Before we go to town on the implications of the study, though, it might be a good idea to consider whether avoidance of painful squeals is the only explanatory alternative to rat empathy. (I have no objection to the idea that rats could have empathic responses, but I don’t like conclusion-jumping.) As far as I can see, the study did not include an important comparison measure that might offer a better explanation for the behavior: it did not test what the rats did if given the chance to open a container with nothing in it. As a result, it confounded opening containers in and of itself, with opening containers and getting an outcome that might be gratifying.

Why would a rat open a container “for nothing”? Why, for that matter, do toddlers carry large objects from place to place? Why does my cat meow outside every closed door until it is opened, then walk away without going in? Why do I shut a drawer left open by a 16th of an inch? All of these actions can be considered in terms of mastery motivation, a tendency found across species and across ages to behave in ways that control the environment, even when there is no evident advantage to exerting that kind of control.

Jerome Kagan, in his book Three seductive ideas, criticized what he called the “pleasure principle”, the idea that all behavior comes down to a search for gratification of needs. Of course much of what any organism does is associated with needs and satisfactions, but this does not mean that everything is motivated in exactly the same way. Like humans, rats may do things simply in order to do them, and this is probably especially true of lab rats in cages. They ordinarily exist in a boring environment that offers them none of the usual activities of their species’ normal habitats. They don’t get to tunnel, gnaw different kinds of things (they do gnaw at the cage’s wire mesh), catch and eat bugs or other small animals, court, or mate. Occasionally some clumsy student reaches in to pick them up the wrong way and they get to bite that person, but that’s about the sum of the drama in their lives. Now, in the study we’re discussing, they get an opportunity to deal with exciting new technology. It’s time to be motivated by the need for mastery of the environment... maybe. I’m not saying that mastery motivation explains it all-- just that there is at least one alternative to interpreting the free rat’s behavior as empathic in nature.

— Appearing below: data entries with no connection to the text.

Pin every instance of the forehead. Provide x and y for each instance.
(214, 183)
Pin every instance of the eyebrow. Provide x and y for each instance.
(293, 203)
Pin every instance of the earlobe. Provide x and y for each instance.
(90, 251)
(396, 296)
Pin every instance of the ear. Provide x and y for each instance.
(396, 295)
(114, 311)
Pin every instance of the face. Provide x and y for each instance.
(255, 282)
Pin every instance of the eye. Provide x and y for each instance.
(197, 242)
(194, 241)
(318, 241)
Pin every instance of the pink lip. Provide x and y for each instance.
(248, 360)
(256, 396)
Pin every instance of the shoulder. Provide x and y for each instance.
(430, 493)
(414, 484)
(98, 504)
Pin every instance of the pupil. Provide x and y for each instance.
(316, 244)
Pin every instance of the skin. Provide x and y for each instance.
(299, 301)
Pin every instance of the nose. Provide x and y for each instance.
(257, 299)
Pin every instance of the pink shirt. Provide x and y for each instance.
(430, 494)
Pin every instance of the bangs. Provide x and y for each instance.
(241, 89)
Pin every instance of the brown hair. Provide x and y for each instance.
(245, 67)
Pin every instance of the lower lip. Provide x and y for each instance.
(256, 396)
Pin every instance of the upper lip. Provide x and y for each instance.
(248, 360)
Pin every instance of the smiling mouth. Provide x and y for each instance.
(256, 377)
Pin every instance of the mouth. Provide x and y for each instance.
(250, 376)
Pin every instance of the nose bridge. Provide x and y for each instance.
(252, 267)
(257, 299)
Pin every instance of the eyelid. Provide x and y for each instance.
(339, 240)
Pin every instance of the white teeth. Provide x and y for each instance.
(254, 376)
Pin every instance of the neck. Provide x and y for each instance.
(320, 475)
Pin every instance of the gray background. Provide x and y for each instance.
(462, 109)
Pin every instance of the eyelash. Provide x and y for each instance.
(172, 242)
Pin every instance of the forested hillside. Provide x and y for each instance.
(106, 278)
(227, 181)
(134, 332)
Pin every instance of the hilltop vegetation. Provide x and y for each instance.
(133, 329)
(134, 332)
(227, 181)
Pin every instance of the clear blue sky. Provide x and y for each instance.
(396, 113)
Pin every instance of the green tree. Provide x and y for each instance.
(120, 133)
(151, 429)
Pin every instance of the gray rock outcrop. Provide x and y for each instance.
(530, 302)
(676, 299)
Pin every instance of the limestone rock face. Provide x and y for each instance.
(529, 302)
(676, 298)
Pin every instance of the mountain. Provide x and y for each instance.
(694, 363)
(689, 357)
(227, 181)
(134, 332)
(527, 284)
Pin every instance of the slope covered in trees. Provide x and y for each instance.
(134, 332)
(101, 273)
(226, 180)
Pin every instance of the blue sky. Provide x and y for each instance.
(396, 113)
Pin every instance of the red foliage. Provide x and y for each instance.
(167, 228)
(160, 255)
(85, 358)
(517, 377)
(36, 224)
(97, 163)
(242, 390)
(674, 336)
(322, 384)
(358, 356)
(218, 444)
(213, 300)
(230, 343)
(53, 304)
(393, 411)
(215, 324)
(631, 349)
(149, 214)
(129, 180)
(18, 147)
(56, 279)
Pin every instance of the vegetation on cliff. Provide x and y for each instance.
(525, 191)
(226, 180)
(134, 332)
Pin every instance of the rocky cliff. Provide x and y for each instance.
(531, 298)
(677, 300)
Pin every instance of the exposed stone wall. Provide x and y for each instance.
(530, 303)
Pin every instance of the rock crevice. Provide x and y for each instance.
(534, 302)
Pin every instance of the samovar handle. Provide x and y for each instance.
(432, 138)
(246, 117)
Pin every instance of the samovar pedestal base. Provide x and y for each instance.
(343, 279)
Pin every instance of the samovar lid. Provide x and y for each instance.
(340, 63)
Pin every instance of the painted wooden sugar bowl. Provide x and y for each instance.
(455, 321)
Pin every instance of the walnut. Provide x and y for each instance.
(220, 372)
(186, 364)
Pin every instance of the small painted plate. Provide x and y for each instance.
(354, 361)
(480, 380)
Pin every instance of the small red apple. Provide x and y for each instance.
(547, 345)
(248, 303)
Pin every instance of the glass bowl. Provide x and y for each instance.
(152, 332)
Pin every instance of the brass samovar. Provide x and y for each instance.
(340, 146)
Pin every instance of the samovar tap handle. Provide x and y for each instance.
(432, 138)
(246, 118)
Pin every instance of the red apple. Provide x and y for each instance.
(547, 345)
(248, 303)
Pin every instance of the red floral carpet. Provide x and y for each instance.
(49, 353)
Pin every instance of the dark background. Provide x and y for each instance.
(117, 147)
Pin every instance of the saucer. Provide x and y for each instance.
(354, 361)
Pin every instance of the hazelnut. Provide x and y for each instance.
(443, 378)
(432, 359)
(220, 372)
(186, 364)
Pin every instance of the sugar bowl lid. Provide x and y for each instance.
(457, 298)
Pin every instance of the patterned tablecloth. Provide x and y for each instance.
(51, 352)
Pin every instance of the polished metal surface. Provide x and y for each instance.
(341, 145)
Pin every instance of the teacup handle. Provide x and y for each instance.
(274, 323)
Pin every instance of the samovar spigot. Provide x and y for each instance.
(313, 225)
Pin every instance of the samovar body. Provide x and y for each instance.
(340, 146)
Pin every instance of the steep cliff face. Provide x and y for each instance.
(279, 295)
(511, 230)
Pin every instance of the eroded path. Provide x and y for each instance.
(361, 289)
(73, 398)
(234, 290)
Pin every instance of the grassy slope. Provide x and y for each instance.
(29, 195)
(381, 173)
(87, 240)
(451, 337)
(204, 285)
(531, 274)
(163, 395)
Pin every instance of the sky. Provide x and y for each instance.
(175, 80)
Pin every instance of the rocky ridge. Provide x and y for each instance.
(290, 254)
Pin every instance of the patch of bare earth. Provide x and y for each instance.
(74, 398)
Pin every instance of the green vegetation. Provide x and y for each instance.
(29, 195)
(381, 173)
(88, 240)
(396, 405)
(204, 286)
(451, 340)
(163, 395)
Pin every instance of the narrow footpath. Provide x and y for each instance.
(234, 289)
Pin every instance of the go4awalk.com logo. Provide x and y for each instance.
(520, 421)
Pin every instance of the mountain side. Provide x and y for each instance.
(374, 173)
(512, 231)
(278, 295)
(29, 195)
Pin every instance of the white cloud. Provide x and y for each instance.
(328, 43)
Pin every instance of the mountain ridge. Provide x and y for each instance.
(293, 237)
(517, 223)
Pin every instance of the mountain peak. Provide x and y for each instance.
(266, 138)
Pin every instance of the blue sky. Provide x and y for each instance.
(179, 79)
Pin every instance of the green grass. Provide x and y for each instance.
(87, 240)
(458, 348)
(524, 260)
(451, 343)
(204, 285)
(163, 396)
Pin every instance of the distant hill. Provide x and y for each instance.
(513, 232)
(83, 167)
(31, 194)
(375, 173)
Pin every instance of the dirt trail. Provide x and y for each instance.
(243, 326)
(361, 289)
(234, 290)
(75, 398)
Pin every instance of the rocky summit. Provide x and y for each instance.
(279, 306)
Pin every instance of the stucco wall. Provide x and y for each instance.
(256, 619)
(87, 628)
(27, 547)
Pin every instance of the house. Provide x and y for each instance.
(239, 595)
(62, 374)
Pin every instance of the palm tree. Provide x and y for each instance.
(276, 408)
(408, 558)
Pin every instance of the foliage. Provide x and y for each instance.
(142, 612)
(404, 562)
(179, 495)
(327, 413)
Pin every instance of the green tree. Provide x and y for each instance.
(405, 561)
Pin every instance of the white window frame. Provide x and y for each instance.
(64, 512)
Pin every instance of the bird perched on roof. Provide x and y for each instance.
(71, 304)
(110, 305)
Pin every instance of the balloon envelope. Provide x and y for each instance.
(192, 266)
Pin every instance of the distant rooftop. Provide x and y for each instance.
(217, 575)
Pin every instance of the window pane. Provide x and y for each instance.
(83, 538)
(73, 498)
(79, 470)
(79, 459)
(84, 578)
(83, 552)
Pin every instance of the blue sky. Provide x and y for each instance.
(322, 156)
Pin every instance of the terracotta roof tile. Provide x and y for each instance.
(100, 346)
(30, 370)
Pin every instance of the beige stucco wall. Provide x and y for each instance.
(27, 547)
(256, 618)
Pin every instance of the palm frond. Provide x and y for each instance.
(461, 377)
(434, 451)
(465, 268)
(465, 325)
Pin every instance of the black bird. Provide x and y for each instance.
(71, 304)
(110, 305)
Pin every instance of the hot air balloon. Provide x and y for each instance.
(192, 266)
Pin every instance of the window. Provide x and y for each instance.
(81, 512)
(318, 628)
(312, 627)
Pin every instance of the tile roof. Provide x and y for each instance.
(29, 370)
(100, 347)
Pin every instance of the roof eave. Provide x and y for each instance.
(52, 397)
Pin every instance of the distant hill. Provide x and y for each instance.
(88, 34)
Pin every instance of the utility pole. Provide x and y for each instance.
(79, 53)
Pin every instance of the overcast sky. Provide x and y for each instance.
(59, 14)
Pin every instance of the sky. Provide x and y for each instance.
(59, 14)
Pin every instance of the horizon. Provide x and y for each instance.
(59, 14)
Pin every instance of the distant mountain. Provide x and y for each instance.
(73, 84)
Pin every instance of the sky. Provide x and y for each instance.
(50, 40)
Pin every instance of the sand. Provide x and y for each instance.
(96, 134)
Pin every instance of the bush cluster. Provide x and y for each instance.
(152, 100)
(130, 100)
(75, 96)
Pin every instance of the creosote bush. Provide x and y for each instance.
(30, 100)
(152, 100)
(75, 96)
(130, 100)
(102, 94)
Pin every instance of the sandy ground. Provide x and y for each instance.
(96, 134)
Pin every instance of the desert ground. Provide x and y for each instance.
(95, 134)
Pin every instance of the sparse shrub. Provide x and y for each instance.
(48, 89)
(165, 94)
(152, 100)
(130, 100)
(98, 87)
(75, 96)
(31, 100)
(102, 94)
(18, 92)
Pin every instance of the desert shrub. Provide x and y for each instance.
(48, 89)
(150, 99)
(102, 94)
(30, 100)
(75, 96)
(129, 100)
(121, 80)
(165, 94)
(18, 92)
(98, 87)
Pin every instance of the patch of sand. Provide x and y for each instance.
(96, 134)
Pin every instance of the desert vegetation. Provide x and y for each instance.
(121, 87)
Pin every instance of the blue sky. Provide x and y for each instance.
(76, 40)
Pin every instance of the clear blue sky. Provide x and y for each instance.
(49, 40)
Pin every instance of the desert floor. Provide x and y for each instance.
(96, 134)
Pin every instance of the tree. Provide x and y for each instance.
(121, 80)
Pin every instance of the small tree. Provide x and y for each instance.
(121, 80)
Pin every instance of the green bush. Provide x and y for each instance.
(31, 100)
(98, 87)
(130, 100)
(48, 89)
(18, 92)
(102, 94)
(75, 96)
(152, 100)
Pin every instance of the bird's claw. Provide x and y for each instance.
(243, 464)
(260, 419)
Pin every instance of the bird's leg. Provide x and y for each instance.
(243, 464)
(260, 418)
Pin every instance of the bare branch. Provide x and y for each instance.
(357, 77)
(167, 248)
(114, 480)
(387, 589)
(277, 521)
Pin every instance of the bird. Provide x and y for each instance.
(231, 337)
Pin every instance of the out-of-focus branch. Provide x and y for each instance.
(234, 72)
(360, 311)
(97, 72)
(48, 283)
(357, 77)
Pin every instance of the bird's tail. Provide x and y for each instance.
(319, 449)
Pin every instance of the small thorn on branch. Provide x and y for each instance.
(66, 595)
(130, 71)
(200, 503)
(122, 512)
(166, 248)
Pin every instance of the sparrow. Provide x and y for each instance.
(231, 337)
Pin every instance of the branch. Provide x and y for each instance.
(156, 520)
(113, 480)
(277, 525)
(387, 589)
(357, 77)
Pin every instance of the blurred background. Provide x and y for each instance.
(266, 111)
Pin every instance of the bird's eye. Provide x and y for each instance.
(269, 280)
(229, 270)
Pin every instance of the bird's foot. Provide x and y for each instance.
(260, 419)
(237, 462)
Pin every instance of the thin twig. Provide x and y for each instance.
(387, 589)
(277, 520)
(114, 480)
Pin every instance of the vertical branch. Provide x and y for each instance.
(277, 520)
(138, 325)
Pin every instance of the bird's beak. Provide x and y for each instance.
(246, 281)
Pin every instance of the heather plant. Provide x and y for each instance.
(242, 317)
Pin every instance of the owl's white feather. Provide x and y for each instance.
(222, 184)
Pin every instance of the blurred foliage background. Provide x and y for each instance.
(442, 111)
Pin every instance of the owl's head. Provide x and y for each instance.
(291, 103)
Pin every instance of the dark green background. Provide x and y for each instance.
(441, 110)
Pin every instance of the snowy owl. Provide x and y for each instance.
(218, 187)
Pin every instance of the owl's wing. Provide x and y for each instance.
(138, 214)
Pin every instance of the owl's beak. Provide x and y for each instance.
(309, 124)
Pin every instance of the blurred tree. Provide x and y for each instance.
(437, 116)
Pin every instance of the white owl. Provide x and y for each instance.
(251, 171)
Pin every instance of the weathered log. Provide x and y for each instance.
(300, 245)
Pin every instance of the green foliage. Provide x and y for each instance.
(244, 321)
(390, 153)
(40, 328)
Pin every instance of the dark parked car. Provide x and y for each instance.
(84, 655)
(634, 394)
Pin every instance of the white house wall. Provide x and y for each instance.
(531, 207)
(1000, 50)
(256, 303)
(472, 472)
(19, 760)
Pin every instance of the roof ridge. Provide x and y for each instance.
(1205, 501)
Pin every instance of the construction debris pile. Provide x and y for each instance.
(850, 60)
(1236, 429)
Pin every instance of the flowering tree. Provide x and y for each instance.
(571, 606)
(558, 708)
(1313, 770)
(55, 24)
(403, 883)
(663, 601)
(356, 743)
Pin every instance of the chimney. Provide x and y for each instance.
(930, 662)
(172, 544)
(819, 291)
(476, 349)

The NPR “Science Friday” discussion of the study alluded to maternal care as the foundation of empathy, and so it may be, but anyone who has observed a breeding colony of lab rats is not likely to think of these animals as displaying much empathy. When babies get out of the nest, get cold, and squeal, the mother retrieves them and brings them back in, but that’s about it. They can find nipples and latch on by themselves (and they are so tiny, pink and hairless that you can actually see the bubble of milk in each stomach). The mother doesn’t do much more except lick them clean. And let one be sick, or injured, or die-- well, Mom tidies up the nest by eating the pup. If a male rat gets into the area, he’ll often tidy up further by eating the live pups too.

Could be that assisting in the jailbreak has some cause other than empathy.


  1. Per the NPR article, the rats did not work to open empty containers or containers with a dummy rat in them:

  2. You may well be right, but this is only stated at the top of the NPR transcript, not discussed in the interview-- and my copy of Science with the article in it hasn't come yet, so I haven't read the whole thing. I wonder what would happen if there were something interesting-to-rats other than a cagemate or chocolate in there-- a wind-up rat, for instance--- something that would call the rat's attention to the container, but not provide a gratifying outcome other than mastery. An animal that is inattentive because the container is uninteresting would not open the container even if it could and might be motivated to do so.